A fishing accident during his youth cost Edward the vision in his right eye, and may have prompted him to focus on the minuscule world of insects, once observing, “I noticed butterflies and ants more than other kids did, and took an interest in them automatically.” Expeditions to Rock Creek Park in Washington, DC. led to a fascination with ants that he described as “short, fat, brilliant yellow, and emitting a strong lemony odor.” At age 18, wanted to become an entomologist, but the shortage of insect pins caused by World War II caused him to switch to ants, because they could be stored in vials. Eventually, he discovered the first colony of fire ants in the United States.
Perhaps recalling the distinctive scent of the citronella ants in Rock Creek Park, he discovered that ants communicate through pheromones, and he described the sophisticated social organization of these insects and the chemical determinants of their actions:
Ants organize their colonies with many chemical systems like those used to transmit alarm. Their bodies, we discovered, are walking batteries of glands filled with semiotic compound. When ants dispense their pheromones, singly or in combination and in varying amounts, they say to other ants, in effect: “danger come quickly; or danger, disperse; or food, follow me; or there is a better nest site, follow me; or I am a nestmate, not an alien; or I am a larva;” and on through a repertoire of ten to twenty messages, with the number differing according to caste (such as soldier, or minor worker) and species. So pervasive and powerful are these codes that they bind the colonies into a single operational unit.

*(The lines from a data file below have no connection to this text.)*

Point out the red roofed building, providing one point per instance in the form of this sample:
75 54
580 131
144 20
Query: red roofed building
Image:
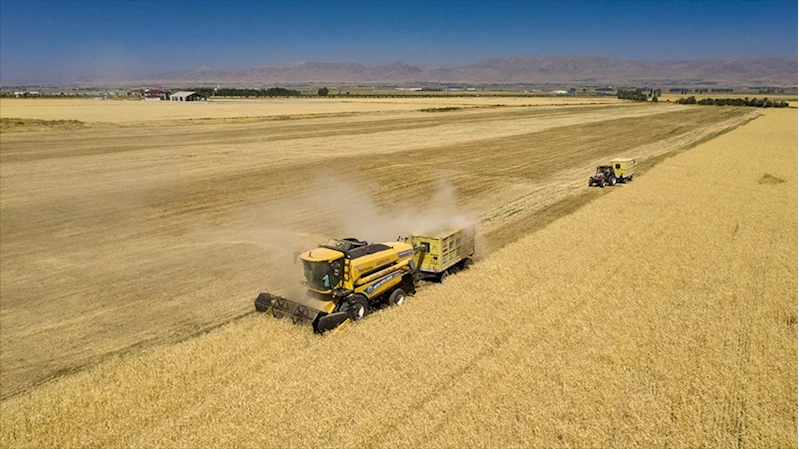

In 1975, Wilson hypothesized that much of human ethics might be rooted in our chemistry, forged by evolution into group loyalty, protective behaviors, and altruistic tendencies. At that time, his theories were ignored or outright rejected by most of the social science community. At a symposium of the American Association for the Advancement of Science, in February 1978, a group of protestors chanting, “Racist Wilson you can’t hide, we charge you with genocide!” stormed the stage of illustrious speakers and poured a pitcher of ice water over Wilson’s head.No charges were laid.
Undaunted, Wilson continued to link human behavior to genetics. About a quarter-century later, he asserted in his seminal book Consilience:
Each kind of animal is furthermore guided through its life cycle by unique and often elaborate sets of instinctual algorithms, many of which are beginning to yield to genetic and neurobiological analyses. With all these examples before us, it is not unreasonable to conclude that human behavior originated the same way.
E. O. Wilson, a Harvard professor for 40 years, was one of the great visionaries of the 20th century, who received a long list of awards including two Pulitzer Prizes and a listing in Time Magazine in 1995 as one of America’s 25 most influential people. His theories were not challenged by facts, but by the opinions of those who were promoting an egalitarian ideology. In reference to ants, Wilson said, “Karl Marx was right, socialism works, it is just that he had the wrong species”.